The Art of NASA
The Illustrations That Sold the Missions
*A 2021 Locus Award Winner*
From space suits to capsules, from landing modules to the Space Shuttle, the International Space Station, and more recent concepts for space planes, The Art of NASA presents 60 years of American space exploration in an unprecedented fashion. All the landmark early missions are represented in detail—Gemini, Mercury, Apollo—as are post-Space Race accomplishments, like the mission to Mars and other deep-space explorations.
The insightful text relates the wonderful stories associated with the art. For instance, the incredibly rare early Apollo illustrations show how Apollo might have looked if the landing module had never been developed. Black-and-white Gemini drawings illustrate how the massive NASA art department did its stuff with ink pen and rubdown Letraset textures. Cross-sections of the Apollo–Soyuz Test Project docking adapter reveal Russian sensitivity about US “male” probes “penetrating” their spacecraft, thus the androgynous “adapter” now used universally in space.
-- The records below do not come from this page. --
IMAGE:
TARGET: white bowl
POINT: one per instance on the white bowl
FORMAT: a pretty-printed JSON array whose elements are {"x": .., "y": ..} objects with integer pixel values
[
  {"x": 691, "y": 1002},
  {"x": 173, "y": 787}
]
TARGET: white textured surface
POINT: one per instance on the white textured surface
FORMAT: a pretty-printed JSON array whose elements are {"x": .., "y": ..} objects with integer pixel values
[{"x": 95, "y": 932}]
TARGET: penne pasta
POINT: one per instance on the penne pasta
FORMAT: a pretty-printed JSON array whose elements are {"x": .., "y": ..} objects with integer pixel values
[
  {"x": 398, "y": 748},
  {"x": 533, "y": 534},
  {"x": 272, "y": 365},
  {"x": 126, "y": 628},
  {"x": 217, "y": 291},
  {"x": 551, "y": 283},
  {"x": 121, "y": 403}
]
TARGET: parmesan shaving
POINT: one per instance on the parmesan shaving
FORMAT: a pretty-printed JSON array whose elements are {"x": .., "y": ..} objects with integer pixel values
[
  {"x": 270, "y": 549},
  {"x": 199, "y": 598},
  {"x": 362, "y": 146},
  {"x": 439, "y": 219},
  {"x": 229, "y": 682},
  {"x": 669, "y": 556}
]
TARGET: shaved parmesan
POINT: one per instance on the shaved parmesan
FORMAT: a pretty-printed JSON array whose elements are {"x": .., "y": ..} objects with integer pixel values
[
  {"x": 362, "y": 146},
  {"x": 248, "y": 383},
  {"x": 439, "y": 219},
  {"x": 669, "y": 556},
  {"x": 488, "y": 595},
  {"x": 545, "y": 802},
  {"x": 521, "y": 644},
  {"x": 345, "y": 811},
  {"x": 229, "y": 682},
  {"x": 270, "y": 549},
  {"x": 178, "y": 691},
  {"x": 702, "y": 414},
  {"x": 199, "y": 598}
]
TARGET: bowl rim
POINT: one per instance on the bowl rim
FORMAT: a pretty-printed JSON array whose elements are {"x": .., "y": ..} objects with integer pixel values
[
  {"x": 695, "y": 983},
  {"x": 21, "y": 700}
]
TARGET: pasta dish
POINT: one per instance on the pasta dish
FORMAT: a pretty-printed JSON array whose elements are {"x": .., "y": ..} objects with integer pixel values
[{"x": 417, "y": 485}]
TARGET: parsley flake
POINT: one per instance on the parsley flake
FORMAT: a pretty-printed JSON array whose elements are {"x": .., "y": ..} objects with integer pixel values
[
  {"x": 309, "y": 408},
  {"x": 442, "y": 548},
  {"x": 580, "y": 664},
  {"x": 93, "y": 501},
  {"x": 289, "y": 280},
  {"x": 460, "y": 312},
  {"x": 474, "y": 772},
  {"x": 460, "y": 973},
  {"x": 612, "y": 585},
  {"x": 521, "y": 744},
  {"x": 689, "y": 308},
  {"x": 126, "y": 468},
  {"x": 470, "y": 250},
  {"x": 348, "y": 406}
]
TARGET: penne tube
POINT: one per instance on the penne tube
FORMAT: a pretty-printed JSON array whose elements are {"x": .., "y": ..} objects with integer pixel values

International Space Station cutaways show how huge the original plan was, but also what was retained.
Every picture in The Art of NASA tells a special story. This collection of the rarest of the rare is not only a unique view of NASA history—it’s a fascinating look at the art of illustration, the development of now-familiar technologies, and a glimpse of what the space program might have looked like.
Motorbooks, 9780760368077, 192pp.
Publication Date: October 6, 2020
About the Author
Piers Bizony is the author of The Space Shuttle: Celebrating Thirty Years of NASA's First Space Plane and One Giant Leap: Apollo 11 Remembered, both from Zenith Press. He has written about science, aerospace, and cosmology for a wide variety of magazines in the United Kingdom and the United States. His previous books include 2001: Filming the Future, The Rivers of Mars, Starman (a biography of Yuri Gagarin), and Space: 50, marking the fiftieth anniversary of Sputnik.